Researchers have previously equipped lab animals and a dozen or so people with brain implants to let them control computer cursors or robotic arms directly with their thoughts. The new work shows how researchers are attempting a next step by merging brain-computer interfaces with functional electronical stimulation, or shocking muscles in the limbs so that they contract and cause movements.
“What we are doing is circumventing the spinal cord injury,” says Bolu Ajiboye, the biomedical engineer at Case Western Reserve University who led the experiment, which is being reported today in The Lancet.
Last year, another team reported using a brain implant to restore partial hand movement to a different subject.
When an able-bodied person moves, the brain generates a thought or command in the form of electrical impulses. Those normally travel out though the spinal cord and to the limbs. In a person with a major spinal cord injury, like Kochevar has, that pathway is blocked.

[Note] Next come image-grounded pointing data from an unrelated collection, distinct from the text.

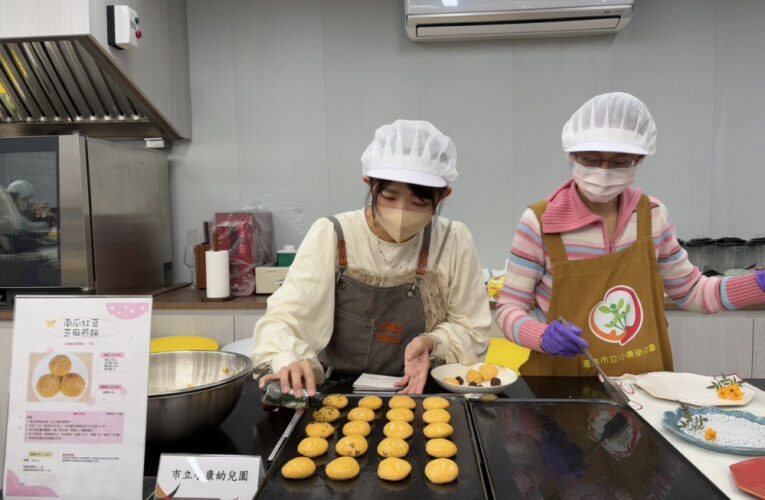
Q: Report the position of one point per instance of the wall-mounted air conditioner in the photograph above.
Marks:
(441, 20)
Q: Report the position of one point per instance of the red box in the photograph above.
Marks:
(248, 237)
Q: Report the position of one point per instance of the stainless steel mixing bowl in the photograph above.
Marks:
(192, 390)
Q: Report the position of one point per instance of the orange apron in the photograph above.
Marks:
(618, 302)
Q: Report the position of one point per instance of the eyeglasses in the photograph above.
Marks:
(594, 160)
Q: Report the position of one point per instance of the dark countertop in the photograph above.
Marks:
(251, 430)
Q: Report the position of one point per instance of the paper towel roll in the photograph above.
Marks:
(217, 274)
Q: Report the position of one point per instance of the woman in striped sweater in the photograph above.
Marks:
(589, 266)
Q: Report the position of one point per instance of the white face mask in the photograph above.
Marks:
(401, 224)
(601, 185)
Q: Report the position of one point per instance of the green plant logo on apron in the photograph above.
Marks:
(618, 318)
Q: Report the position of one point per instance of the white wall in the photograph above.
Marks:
(286, 96)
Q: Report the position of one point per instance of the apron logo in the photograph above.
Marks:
(619, 317)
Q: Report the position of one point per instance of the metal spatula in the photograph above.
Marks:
(612, 388)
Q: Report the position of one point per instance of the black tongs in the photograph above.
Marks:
(612, 388)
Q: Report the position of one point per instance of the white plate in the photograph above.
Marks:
(689, 388)
(453, 370)
(243, 346)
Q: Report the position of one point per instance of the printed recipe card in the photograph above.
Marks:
(78, 394)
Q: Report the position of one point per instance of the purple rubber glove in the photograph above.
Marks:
(760, 277)
(561, 340)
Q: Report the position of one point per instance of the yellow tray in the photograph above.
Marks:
(179, 343)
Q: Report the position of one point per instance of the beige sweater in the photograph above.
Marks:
(299, 320)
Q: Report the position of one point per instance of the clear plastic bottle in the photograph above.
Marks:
(273, 396)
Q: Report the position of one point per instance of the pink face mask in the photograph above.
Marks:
(601, 185)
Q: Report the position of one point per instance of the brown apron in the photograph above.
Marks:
(373, 324)
(618, 302)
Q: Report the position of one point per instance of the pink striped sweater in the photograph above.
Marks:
(525, 299)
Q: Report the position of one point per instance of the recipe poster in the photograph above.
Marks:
(78, 395)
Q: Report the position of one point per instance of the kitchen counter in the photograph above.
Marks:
(186, 299)
(251, 430)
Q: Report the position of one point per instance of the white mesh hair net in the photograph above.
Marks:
(615, 122)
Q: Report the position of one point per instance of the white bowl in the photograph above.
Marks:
(454, 370)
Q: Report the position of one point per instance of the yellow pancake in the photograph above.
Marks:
(435, 403)
(342, 468)
(371, 402)
(398, 428)
(298, 468)
(402, 402)
(48, 385)
(326, 414)
(438, 430)
(359, 427)
(400, 414)
(438, 415)
(313, 447)
(440, 448)
(441, 470)
(393, 469)
(319, 429)
(361, 413)
(351, 446)
(393, 447)
(336, 401)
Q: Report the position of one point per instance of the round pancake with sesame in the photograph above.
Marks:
(342, 468)
(441, 471)
(298, 468)
(393, 469)
(440, 448)
(313, 447)
(336, 401)
(393, 447)
(400, 414)
(352, 446)
(435, 403)
(60, 365)
(438, 430)
(359, 427)
(361, 413)
(398, 428)
(326, 414)
(474, 376)
(437, 415)
(401, 401)
(487, 371)
(371, 402)
(319, 429)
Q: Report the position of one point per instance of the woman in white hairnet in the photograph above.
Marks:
(386, 288)
(600, 255)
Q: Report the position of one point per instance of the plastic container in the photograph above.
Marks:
(701, 252)
(730, 253)
(285, 256)
(755, 252)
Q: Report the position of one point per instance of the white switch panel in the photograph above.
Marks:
(123, 27)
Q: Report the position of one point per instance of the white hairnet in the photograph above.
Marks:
(616, 122)
(411, 151)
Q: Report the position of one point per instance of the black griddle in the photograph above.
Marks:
(580, 449)
(468, 485)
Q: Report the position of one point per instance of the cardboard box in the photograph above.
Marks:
(269, 279)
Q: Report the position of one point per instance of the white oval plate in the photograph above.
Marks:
(453, 370)
(688, 388)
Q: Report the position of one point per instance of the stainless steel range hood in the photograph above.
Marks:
(62, 85)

To try to get around the injury, Ajiboye is using the two chips implanted in Kochevar’s brain to measure how neurons fire when he thinks about moving. The signals, processed by a mathematical algorithm, are then transmitted to the electrodes in Kochevar’s upper and lower arm. The study is part of a pilot trial by scientists at Case Western Reserve University and the Cleveland Functional Electrical Stimulation Center.
“At first I had to think really hard to get it to do stuff,” says Kochevar. “I’m still thinking about it, but I’m not recognizing that I’m thinking about it.”
Kochevar’s arm movements remain very limited and slow. Andrew Schwartz, a professor of neurobiology at the University of Pittsburgh, says scientists will need to get better at translating thoughts into the complex set of muscle activations needed for more complicated or fluid arm motions.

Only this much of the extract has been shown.